SMOTEC explored new special operations capabilities and developed better equipment and tactics to support Air Force special operations forces. It provided AFSOC with the centralized expertise for development and operational testing of new systems and tactics, proposed changes in doctrine, and recommended new requirements. The unit's colocation with the 1st Special Operations Wing made it ideally suited to perform the mission of improving the worldwide Air Force aim of special operations forces.

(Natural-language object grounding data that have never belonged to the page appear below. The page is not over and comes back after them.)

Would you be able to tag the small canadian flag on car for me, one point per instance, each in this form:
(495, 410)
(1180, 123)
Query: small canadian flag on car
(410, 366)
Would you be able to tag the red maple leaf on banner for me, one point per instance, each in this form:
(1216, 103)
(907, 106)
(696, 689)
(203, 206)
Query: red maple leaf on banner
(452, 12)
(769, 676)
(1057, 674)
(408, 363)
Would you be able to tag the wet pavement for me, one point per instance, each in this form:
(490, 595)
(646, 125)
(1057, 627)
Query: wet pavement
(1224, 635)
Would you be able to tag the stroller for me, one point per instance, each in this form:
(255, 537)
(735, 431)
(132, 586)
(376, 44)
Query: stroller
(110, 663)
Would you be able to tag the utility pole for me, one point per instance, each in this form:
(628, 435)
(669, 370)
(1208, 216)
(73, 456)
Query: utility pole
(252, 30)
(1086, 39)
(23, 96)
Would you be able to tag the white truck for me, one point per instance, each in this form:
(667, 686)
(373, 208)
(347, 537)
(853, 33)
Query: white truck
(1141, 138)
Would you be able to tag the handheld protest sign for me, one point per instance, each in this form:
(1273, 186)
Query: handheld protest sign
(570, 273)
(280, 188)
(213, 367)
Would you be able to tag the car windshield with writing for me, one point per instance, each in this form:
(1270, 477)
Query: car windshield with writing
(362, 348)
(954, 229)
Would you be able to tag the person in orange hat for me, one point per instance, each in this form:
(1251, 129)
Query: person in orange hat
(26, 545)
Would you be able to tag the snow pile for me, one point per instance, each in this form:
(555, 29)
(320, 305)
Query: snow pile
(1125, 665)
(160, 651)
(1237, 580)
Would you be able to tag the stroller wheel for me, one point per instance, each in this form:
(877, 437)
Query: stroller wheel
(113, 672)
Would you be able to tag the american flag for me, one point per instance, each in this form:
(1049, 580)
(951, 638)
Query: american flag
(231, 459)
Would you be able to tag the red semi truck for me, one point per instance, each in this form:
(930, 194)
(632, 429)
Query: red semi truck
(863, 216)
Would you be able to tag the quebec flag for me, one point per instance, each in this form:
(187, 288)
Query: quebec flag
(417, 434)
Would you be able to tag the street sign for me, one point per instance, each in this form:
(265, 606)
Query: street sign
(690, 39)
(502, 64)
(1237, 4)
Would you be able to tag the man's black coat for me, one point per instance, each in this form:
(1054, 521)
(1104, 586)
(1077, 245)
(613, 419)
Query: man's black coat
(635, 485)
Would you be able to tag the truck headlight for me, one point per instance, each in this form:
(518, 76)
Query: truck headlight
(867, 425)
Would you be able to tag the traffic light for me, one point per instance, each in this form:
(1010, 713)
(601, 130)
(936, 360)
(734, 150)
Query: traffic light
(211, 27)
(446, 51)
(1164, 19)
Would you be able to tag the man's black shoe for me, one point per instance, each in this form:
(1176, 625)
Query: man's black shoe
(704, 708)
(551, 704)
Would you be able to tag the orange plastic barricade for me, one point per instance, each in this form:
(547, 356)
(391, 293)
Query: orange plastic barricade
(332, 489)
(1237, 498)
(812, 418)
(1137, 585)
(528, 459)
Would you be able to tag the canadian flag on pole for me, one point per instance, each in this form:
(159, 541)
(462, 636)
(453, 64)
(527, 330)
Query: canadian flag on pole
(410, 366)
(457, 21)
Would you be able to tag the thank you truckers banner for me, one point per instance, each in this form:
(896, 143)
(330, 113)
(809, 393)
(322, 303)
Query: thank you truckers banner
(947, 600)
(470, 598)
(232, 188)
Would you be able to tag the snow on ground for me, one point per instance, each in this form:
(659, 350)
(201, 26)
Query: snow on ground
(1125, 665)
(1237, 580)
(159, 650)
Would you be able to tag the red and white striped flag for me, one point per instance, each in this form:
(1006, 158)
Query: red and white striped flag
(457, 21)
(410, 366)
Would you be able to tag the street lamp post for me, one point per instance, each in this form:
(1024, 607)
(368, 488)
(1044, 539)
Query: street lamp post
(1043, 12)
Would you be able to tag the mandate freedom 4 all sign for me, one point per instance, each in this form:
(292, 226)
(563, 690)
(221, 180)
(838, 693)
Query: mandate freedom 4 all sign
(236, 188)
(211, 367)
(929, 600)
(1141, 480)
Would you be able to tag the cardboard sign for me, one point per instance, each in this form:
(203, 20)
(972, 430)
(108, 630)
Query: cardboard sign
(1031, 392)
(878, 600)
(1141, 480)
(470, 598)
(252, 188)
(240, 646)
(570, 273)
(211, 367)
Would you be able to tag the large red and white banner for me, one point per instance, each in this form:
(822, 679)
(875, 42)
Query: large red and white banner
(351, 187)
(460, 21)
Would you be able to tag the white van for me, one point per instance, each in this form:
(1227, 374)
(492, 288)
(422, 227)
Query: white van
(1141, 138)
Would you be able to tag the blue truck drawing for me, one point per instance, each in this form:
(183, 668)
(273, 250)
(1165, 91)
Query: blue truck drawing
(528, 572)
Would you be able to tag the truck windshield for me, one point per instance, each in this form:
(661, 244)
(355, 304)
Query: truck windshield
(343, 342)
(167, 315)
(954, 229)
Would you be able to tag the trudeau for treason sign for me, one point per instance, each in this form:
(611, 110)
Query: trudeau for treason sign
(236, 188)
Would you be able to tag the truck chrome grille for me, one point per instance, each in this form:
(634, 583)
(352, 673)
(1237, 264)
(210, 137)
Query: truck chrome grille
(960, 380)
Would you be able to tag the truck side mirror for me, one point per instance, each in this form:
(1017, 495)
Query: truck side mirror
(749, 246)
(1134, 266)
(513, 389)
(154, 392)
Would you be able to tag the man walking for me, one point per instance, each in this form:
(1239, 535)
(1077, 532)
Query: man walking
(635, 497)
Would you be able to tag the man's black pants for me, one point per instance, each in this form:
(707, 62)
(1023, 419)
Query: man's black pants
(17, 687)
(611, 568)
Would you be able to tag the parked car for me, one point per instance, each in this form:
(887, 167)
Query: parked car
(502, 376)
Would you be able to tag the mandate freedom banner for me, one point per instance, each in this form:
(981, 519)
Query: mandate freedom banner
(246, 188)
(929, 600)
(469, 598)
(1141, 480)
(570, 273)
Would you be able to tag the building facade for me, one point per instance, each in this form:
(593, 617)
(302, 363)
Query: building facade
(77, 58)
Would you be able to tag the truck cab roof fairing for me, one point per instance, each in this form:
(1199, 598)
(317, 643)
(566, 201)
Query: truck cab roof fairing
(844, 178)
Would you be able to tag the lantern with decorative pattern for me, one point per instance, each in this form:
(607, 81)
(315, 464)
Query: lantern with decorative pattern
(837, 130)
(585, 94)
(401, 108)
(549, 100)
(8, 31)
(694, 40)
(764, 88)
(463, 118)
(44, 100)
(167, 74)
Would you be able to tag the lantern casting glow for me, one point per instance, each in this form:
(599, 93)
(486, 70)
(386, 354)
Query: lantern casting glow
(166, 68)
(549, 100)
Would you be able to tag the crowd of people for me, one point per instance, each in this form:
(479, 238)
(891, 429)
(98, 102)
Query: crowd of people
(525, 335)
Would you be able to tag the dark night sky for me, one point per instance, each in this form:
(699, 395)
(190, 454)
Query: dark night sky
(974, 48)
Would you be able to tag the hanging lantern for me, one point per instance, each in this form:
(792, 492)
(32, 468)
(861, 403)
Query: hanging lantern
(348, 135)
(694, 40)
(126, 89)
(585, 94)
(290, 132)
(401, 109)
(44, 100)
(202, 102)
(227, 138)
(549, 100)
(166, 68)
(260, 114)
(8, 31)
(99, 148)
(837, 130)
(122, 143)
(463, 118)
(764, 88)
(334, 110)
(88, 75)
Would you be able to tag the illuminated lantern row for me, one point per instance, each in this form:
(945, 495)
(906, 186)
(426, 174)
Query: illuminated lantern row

SMOTEC remained a direct reporting unit to Headquarters AFSOC until 31 March 1994. On 1 April 1994, it was inactivated and its assets, personnel, and equipment were "reflagged" as the 18th Flight Test Squadron, also a direct reporting unit to AFSOC.

==Lineage==
18th Bombardment Squadron
- Constituted as the 18th Bombardment Squadron (Heavy) on 20 November 1940
 Activated on 15 January 1941
 Redesignated 18th Bombardment Squadron, Heavy on 20 August 1943
 Inactivated on 28 August 1945
- Consolidated with the 18th Special Operations Squadron on 19 September 1985 as the 18th Special Operations Squadron

18th Special Operations Test and Evaluation Squadron
- Constituted as the 18th Special Operations Squadron on 16 January 1969
 Activated on 25 January 1969
 Inactivated on 31 December 1972
- Consolidated with the 18th Bombardment Squadron, Heavy on 19 September 1985 (remained inactive)
- Redesignated 18th Test Squadron on 1 July 1991
 Activated on 15 July 1991
 Redesignated 18th Flight Test Squadron on 23 March 1994
 Inactivated on 1 April 1994
 Activated on 1 April 1994
 Redesignated 18th Special Operations Test and Evaluation Squadron on 26 July 2019

===Assignments===
- 34th Bombardment Group, 15 January 1941 – 28 August 1945
- 1st Special Operations Wing, 25 January 1969
- 4410th Combat Crew Training Wing, 15 July 1969
- 14th Special Operations Wing, 1 October 1969
- 56th Special Operations Wing, 25 August 1971 – 31 December 1972
- Special Missions Operational Test and Evaluation Center, 15 July 1991 – 1 April 1994
- Air Force Special Operations Command, 1 April 1994
- Twenty-Third Air Force, 1 January 2008
- Air Force Special Operations Air Warfare Center, 11 February 2013
- 492d Special Operations Wing, 10 May 2017

===Stations===

- Langley Field, Virginia, 15 January 1941
- Westover Field, Massachusetts, 29 May 1941
- Pendleton Field, Oregon, 27 January 1942
- Davis-Monthan Field, Arizona, 13 May 1942
- Geiger Field, Washington, 4 July 1942
- Ephrata Army Air Base, Washington, 1 December 1942
- Blythe Army Air Base, California, 7 December 1942
- Salinas Army Air Base, California, c. 29 May 1943
 Operated from Kern County Airport, Bakersfield, California, 22 June – 13 July 1943

- Blythe Army Air Base, California, 13 July 1943 – c. 2 April 1944
- RAF Mendlesham (AAF-156), England, 23 April 1944 – 24 July 1945
- Sioux Falls Army Air Field, South Dakota, c. 13 – 28 August 1945
- Lockbourne Air Force Base, Ohio, 25 January – 1 October 1969
- Phan Rang Air Base, South Vietnam, October 1969
- Nakhon Phanom Royal Thai Air Force Base, Thailand, 25 August 1971 – 31 December 1972
- Edwards Air Force Base, California, 15 July 1991 – 1 April 1994
- Hurlburt Field, Florida, 1 April 1994 – present

===Aircraft===

- Stearman PT-17 Kaydet, 1941
- Consolidated LB-30B Liberator, 1941
- Douglas B-18 Bolo, 1941
- Boeing B-17C Flying Fortress, 1941–1943
- Boeing B-17D Flying Fortress, 1941–1943
- North American B-25 Mitchell, 1943–1944
- Consolidated B-24H Liberator, 1943–1944
- Consolidated B-24J Liberator, 1943–1944
- Boeing B-17G Flying Fortress, 1944–1945
- Fairchild AC-119K Stinger, 1969–1972
- Lockheed AC-130H/U Spectre/Spooky, 1991–1994; 1994 – present
- Lockheed MC-130P Combat Shadow, 1994 – present
- Sikorsky MH-53 Pave Low, 1994 – present.
- Lockheed MC-130E/H Combat Talon, 1994 – present.